If you think you have spotted a deepfake or piece of electoral disinformation, report it — to the platform directly, or to the Electoral Commission via electoralcommission.org.uk.
The Bottom Line
The information environment Scottish voters are navigating this week is genuinely more hazardous than in any previous Holyrood election — not because disinformation is new, but because the tools for creating and amplifying it have become faster, cheaper, and more convincing than ever before.
Our data suggest that Scottish voters are broadly aware of this, and broadly worried — particularly about AI-generated fake news and deepfakes, which transcend the party and constitutional divides that structure almost everything else in Scottish political opinion. Concern about information integrity is, remarkably, one of the few things that crosses political divides. The Electoral Commission’s deepfake detection pilot and the wider conversation sparked by the Rycroft Report are steps in the right direction. But the honest answer is that this is a fast-moving problem and our institutions are struggling to catching up.
In the meantime, the best defence any voter has is the oldest journalistic maxim in the book: if in doubt, check it out.

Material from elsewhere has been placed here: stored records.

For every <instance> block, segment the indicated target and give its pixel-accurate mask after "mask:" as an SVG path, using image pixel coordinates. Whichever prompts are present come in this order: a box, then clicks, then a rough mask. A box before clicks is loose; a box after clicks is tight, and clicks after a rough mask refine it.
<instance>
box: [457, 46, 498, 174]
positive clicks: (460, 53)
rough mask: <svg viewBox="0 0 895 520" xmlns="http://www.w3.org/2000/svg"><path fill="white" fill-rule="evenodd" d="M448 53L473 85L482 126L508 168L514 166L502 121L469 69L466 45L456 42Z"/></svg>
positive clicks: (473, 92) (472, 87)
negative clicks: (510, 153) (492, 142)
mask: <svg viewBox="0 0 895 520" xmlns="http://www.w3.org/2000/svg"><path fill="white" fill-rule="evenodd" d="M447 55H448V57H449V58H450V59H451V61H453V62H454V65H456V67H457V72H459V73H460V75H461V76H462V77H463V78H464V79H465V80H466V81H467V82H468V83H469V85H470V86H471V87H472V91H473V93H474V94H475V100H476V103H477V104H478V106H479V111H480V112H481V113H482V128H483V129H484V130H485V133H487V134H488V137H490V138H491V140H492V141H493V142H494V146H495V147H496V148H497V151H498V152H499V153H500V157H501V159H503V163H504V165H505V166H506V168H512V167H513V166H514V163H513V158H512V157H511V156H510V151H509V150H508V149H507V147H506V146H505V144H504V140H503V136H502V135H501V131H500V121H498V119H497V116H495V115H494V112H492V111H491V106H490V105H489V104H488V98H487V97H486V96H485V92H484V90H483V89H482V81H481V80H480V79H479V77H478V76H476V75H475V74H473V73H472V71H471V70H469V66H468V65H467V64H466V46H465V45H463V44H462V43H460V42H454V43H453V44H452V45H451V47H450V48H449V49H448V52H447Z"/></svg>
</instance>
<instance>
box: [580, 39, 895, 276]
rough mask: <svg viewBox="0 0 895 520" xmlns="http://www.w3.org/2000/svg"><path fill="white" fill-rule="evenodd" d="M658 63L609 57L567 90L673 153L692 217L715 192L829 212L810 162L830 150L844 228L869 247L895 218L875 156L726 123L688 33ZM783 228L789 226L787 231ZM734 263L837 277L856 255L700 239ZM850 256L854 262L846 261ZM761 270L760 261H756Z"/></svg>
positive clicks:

The SES SCOOP 13 data discussed in this post were collected by YouGov, 11–18 February 2026, with a nationally representative weighted sample of 1,517 adults (16+) in Scotland. The information integrity battery was asked of a random half-sample (n≈735). Full data and topline results are available at scottishelections.ac.uk/scoop-monitor/. The author presented these findings at the 7 April 2026 Stevenson Trust Lecture, University of Glasgow, alongside Sam Hartley (Electoral Commission).